LANCASTER, Wis. — All eyes were on the big red barn.
This week, Vesperman Farms moved a nearly 60-foot barn several miles from its initial home on County Road N south of Lancaster to Stage Road. The neighbors couldn’t help but come out to watch, driving slowly to catch a glimpse of the barn.
“It was quite a process of figuring out the angles,” Russ Childs, of Heritage Movers, said.
That’s primarily because the barn doesn’t have angles. It’s completely round.
The Grant County structure moving company loaded the barn onto a truck, creeping slowly forward over the course of two days, avoiding roads and instead crossing six farms.
Now it’s to become the “showpiece” of Vesperman Farms, a farm, event venue and fall attraction featuring a corn maze and pumpkin patch.
The origins of the barn are unknown. It dates back to the early 1900s and is likely at least 100 years old. For many years, the farm on County Road N was home to the Weisbenner family.
Kyle Vesperman, of Vesperman Farms, said that when the Weisbenners bought the land in the 1930s, the barn was already there.
By 2019, the barn was outdated enough that it had lost much of its value as a farm building.

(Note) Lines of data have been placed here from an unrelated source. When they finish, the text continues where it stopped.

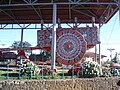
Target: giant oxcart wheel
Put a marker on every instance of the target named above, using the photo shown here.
(71, 47)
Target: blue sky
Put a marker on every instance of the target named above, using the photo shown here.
(110, 36)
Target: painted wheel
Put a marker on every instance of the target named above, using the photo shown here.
(71, 47)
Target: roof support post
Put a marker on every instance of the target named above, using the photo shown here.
(41, 24)
(99, 45)
(22, 37)
(119, 11)
(93, 20)
(54, 37)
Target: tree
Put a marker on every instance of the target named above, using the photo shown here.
(17, 44)
(115, 59)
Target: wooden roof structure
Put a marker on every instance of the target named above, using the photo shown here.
(33, 11)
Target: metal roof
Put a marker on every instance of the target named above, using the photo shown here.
(33, 11)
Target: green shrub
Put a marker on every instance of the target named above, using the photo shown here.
(90, 69)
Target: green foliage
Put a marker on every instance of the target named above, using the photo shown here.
(29, 69)
(17, 44)
(90, 69)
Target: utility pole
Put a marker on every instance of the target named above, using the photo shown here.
(111, 49)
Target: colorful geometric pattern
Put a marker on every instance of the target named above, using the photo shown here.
(71, 42)
(71, 47)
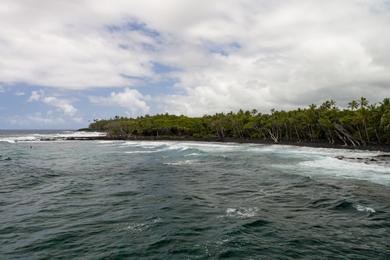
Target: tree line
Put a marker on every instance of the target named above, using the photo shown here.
(360, 124)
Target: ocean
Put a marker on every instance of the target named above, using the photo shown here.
(188, 200)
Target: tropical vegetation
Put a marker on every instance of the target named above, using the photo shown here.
(359, 124)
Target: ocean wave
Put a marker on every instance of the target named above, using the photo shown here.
(364, 209)
(330, 163)
(50, 137)
(329, 166)
(184, 162)
(241, 212)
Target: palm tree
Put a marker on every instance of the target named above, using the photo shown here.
(353, 105)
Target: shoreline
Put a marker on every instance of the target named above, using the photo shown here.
(318, 144)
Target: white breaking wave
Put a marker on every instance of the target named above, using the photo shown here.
(185, 162)
(241, 212)
(140, 152)
(364, 209)
(329, 166)
(51, 137)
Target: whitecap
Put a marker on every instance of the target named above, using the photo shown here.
(364, 209)
(184, 162)
(241, 212)
(51, 137)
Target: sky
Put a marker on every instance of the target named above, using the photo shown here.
(64, 63)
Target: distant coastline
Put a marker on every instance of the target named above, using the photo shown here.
(319, 144)
(361, 126)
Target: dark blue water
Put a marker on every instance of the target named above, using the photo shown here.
(173, 200)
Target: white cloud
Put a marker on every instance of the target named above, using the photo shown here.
(130, 99)
(19, 93)
(229, 54)
(36, 119)
(63, 105)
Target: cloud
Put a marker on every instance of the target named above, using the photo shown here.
(224, 55)
(130, 99)
(63, 105)
(19, 93)
(36, 119)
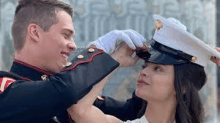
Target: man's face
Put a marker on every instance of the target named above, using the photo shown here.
(57, 43)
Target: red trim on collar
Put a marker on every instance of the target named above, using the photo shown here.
(90, 59)
(36, 68)
(24, 78)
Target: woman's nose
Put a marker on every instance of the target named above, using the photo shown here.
(144, 72)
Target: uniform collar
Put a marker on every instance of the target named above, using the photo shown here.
(28, 71)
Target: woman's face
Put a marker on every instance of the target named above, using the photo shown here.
(156, 82)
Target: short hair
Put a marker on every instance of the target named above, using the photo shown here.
(40, 12)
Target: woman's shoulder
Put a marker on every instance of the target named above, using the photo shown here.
(141, 120)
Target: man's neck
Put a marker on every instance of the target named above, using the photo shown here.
(161, 112)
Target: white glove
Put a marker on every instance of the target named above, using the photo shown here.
(109, 42)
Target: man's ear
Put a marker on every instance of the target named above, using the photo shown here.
(33, 31)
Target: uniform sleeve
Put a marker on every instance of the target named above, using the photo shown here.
(124, 110)
(38, 101)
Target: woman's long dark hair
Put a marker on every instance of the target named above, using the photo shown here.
(189, 79)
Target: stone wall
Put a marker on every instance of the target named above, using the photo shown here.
(94, 18)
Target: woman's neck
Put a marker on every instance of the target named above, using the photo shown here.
(161, 112)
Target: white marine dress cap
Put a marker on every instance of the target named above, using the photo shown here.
(173, 44)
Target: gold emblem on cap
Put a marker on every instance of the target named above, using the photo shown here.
(44, 77)
(91, 50)
(193, 59)
(80, 56)
(158, 25)
(68, 64)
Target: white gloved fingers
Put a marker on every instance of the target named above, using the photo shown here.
(125, 38)
(139, 35)
(134, 37)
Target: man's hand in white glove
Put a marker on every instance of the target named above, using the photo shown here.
(111, 40)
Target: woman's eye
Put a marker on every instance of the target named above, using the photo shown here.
(144, 66)
(157, 68)
(66, 36)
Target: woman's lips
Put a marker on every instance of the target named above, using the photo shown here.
(141, 82)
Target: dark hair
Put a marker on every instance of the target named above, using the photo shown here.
(189, 78)
(40, 12)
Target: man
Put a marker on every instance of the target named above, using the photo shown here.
(42, 84)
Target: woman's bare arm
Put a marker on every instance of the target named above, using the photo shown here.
(84, 111)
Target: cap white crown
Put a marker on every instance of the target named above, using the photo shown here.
(174, 35)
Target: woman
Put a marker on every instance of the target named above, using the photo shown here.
(169, 82)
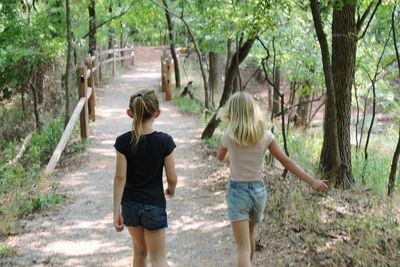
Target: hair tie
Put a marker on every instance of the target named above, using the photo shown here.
(137, 95)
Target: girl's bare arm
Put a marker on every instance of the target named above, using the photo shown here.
(119, 184)
(222, 153)
(170, 172)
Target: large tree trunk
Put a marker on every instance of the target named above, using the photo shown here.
(215, 75)
(92, 26)
(344, 44)
(276, 98)
(172, 45)
(330, 155)
(303, 109)
(69, 63)
(228, 85)
(395, 161)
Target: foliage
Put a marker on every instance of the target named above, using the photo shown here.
(187, 105)
(6, 251)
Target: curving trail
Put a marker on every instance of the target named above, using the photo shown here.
(81, 232)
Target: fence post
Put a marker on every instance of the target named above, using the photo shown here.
(132, 56)
(97, 67)
(163, 74)
(114, 61)
(84, 116)
(99, 54)
(168, 70)
(92, 98)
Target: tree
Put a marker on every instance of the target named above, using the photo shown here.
(396, 155)
(172, 45)
(335, 158)
(69, 61)
(237, 59)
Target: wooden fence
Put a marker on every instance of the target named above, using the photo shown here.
(89, 77)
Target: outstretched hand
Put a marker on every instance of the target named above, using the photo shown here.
(118, 222)
(319, 185)
(169, 193)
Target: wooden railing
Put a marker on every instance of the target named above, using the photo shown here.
(88, 77)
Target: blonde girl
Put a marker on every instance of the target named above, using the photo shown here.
(246, 141)
(139, 200)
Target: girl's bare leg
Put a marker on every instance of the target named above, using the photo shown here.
(252, 228)
(139, 246)
(242, 238)
(155, 241)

There was talk of dismantling it, Vesperman said.
“It was maintained, but it’s just become a non-usable building,” Vesperman said. “We’re giving it a new life.”
Because he had already moved several smaller sheds and buildings from around the area onto his farm, neighbors came to Vesperman with the idea of saving the barn.

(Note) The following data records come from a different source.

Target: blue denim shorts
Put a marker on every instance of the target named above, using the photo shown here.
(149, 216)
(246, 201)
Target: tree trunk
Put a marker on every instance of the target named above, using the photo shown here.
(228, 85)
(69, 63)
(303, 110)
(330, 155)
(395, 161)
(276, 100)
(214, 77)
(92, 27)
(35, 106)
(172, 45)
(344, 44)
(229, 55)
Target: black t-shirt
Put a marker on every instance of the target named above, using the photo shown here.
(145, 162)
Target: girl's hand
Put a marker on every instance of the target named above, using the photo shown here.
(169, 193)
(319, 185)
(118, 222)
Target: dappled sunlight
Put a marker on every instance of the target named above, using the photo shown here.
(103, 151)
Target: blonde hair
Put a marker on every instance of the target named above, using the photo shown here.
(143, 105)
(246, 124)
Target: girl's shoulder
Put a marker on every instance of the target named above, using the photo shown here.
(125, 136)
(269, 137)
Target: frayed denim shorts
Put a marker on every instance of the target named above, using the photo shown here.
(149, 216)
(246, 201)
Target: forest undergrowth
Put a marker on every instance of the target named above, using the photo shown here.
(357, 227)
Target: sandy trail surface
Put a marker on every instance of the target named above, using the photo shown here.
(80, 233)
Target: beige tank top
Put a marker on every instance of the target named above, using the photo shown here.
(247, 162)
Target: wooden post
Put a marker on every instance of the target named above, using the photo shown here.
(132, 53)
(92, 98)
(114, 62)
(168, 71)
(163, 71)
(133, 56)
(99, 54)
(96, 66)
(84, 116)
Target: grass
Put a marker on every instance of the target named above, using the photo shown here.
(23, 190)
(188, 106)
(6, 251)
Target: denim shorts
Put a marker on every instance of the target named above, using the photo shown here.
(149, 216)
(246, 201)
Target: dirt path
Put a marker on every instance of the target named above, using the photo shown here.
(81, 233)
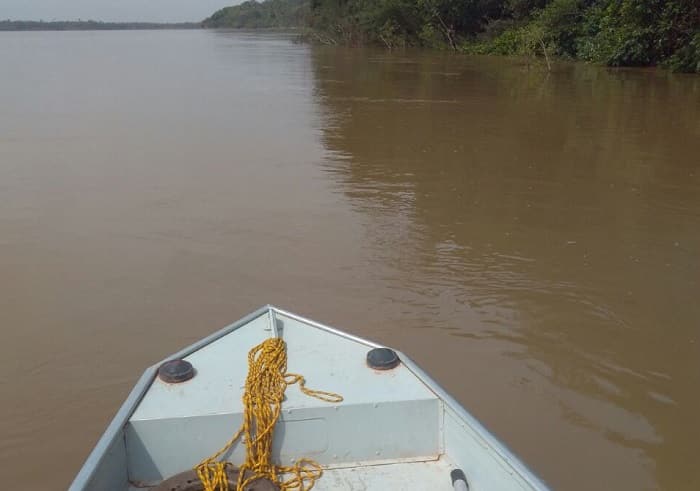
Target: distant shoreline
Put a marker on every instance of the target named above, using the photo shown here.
(92, 25)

“I thought, ‘Oh my goodness, that is quite the undertaking,’” Vesperman said.
The Heritage Movers started early Tuesday morning, halting at a power line at around 2 p.m. that afternoon.
“With our company, I’m the third generation and my boys will take over as the fourth generation,” Childs said. “We’ve been doing this for quite a while, but this is the first time we’ve moved a round barn.”

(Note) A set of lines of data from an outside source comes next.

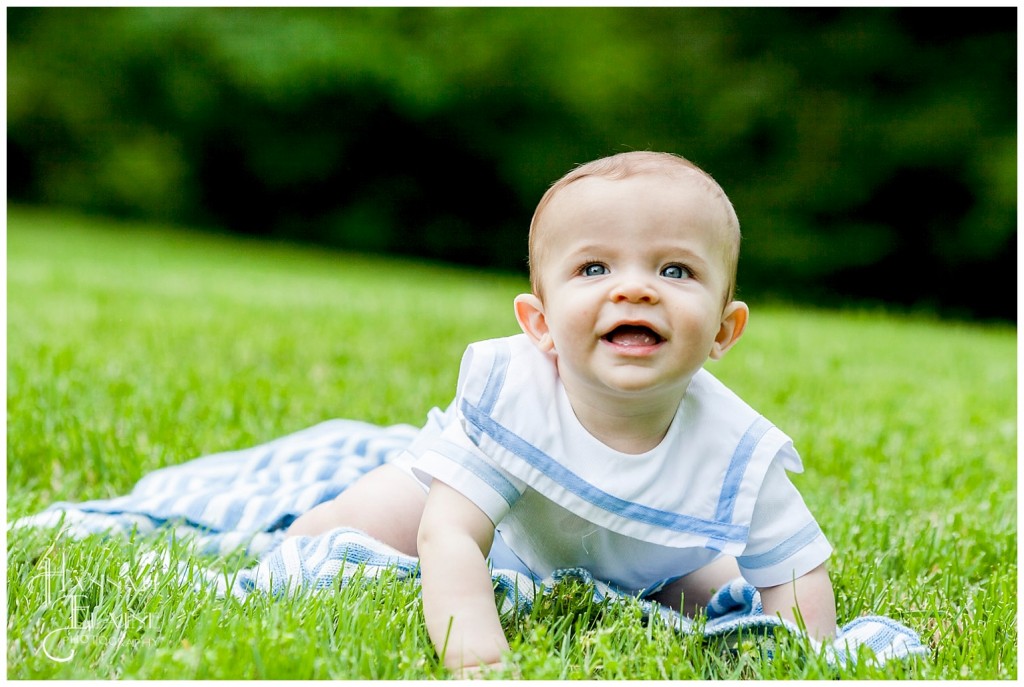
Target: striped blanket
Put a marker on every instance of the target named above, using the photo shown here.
(246, 500)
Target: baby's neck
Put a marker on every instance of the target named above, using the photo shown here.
(629, 427)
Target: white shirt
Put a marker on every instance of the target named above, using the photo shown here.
(559, 498)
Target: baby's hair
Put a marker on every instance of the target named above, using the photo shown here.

Vesperman said: “There’s a dairy farm halfway through that we needed to get up to the line, get the power shut off and get the barn through and get the lines back up and get the power turned back on in order for him to not even miss his milking.”
The farm had hoped to move the barn last year, but winter-type conditions ended too quickly and the opportunity was missed when the weather warmed and the fields became busy with agricultural activity.
Vesperman said that back in 2019, when rumors first started flying that he was looking at the barn, people would stop to talk to him about it everywhere he went.
“I would get approached by people at the bank, at the grocery store,” Vesperman said. “I was at Kwik Trip (Wednesday) morning and I barely got out because everybody was approaching me asking how this thing was and saying how great it was what we were doing with the barn.”
Vesperman Farms plans for the barn to be enjoyed by visitors.
“People have driven by this thing for generations and now it’s going to be something that people can go inside,” Vesperman said. “We’d love to have people sit inside this round barn. You can look up and have a hot chocolate or cider and relax with your family and friends while you’re here.”